Dortmunder Büro plant „King Salman Park“ in Riad
Prof. Eckhard Gerber über ein Megaprojekt der ökologischen Stadterneuerung in Saudi-Arabien
Fünfmal größer als der New Yorker Central Park und damit der größte innerstädtische Park der Erde soll er werden: Der „King Salman Park“ in Riad sprengt wie vieles andere in Saudi-Arabien alle Rekorde. Die Leitung des Projekts hatten Gerber Architekten inne. Das Projekt gilt als Schlüsselinitiative der „Vision 2030“, eines Regierungsprogramms von Saudi-Arabien, und steht modellhaft für ökologische Stadterneuerung in klimatisch vergleichbaren Regionen. Wir sprachen mit Prof. Eckhard Gerber über den Stand der Dinge.
Der King Salman Park in Riad wurde gerade mit dem britischen RIBA-Award als nachhaltiges Zukunftsprojekt ausgezeichnet. Wie sieht es vor Ort derzeit aus?
Eckhard Gerber: Die Bauarbeiten sind in vollem Gange. Ende 2026 sollen erste Teile des Parks zugänglich sein, aber natürlich benötigt ein Gelände von 17 qkm viele Jahre, bis es das ist, was man sich unter einer grünen Oase vorstellt. Wir selbst haben unsere Planungen abgeschlossen, sind noch mit sechs Mitarbeiter:innen vor Ort. Die Ingenieurplanung erfolgt gemeinsam durch die Ingenieurbüros Setec (Paris) und Happold (Riad/Berlin), in einem Joint Venture unter unserer Leitung. Nur am Rande: Ich bin selbst als Landschaftsarchitekt in die Architektenkammer NRW eingetragen und auch seit vielen Jahren in diesem Bereich tätig.
Eine Million Bäume und viele Millionen Pflanzen müssen bewässert werden.
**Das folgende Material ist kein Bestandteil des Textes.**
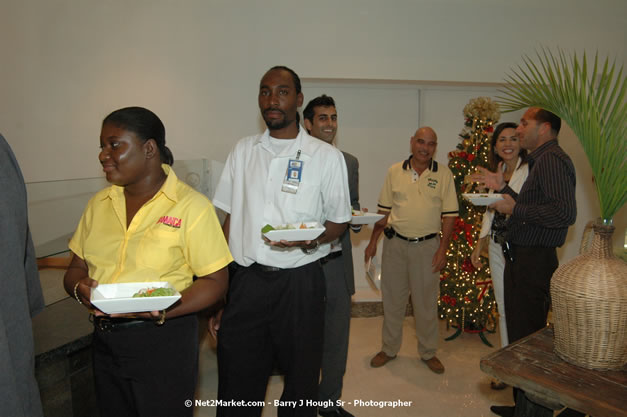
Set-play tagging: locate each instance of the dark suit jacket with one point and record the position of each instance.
(352, 166)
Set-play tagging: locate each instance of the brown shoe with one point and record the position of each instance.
(380, 359)
(434, 364)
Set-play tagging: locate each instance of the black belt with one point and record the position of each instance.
(330, 257)
(390, 232)
(109, 324)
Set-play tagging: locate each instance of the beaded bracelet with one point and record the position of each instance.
(76, 293)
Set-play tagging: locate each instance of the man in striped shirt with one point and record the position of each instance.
(540, 216)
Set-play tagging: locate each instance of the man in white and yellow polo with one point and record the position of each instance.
(418, 200)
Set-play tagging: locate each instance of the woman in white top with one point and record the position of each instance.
(507, 155)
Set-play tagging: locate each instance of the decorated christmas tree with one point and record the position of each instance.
(466, 296)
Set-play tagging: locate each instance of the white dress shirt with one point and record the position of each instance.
(250, 191)
(515, 183)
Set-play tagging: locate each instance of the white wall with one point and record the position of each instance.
(197, 63)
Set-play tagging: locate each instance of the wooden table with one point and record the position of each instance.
(532, 365)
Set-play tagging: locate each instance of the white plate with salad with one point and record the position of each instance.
(134, 297)
(293, 231)
(364, 217)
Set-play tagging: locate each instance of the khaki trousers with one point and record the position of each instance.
(406, 268)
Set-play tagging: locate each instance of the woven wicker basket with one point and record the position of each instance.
(589, 296)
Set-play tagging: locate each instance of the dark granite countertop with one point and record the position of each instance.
(62, 328)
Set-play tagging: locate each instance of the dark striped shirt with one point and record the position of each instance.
(546, 204)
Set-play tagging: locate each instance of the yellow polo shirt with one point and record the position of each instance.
(172, 237)
(417, 202)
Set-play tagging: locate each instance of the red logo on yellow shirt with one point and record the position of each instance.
(170, 221)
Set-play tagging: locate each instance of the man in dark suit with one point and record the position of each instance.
(320, 118)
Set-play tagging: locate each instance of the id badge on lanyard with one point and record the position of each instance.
(293, 175)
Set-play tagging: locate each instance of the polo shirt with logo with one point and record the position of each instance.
(172, 237)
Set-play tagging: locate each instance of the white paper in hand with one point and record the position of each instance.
(373, 271)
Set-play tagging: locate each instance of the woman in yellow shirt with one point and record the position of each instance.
(147, 226)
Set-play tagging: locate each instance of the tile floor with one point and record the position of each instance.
(463, 390)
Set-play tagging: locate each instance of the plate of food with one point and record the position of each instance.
(364, 217)
(134, 297)
(482, 199)
(293, 231)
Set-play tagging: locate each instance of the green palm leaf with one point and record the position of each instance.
(592, 101)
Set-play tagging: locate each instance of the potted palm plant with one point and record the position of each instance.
(589, 293)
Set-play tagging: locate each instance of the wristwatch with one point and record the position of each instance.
(311, 250)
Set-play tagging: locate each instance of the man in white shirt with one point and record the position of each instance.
(275, 303)
(320, 118)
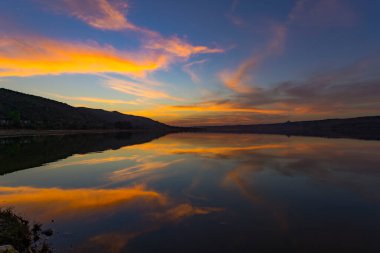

Enorme Erdbewegungen für Terrainbildung und Wege sind erforderlich. Kann so ein Riesenprojekt ökologisch sein?
EG Die Bewässerung des King Salman Parks ist eines der entscheidenden Themen. Sie erfolgt hier hauptsächlich über das Abwasser dieser fast zehn Millionen Menschen großen Stadt, wobei das Wasser bereits vorgeklärt ist und an zwei Stellen als See an die Oberfläche tritt. Wir haben uns bei der Bepflanzung des Parks nicht für wasseraufwendige Bäume wie z. B. Palmen, sondern für Akazien, Oliven und Wacholder entschieden; 60 bis 70 % der Pflanzen kommen aus der Region. Für die Bäume und Pflanzen muss in der Tat eine gut 2 m dicke Erdschicht aufgebaut werden, aber eben nur dort. Die Wege liegen auf dem vorhandenen Felsen.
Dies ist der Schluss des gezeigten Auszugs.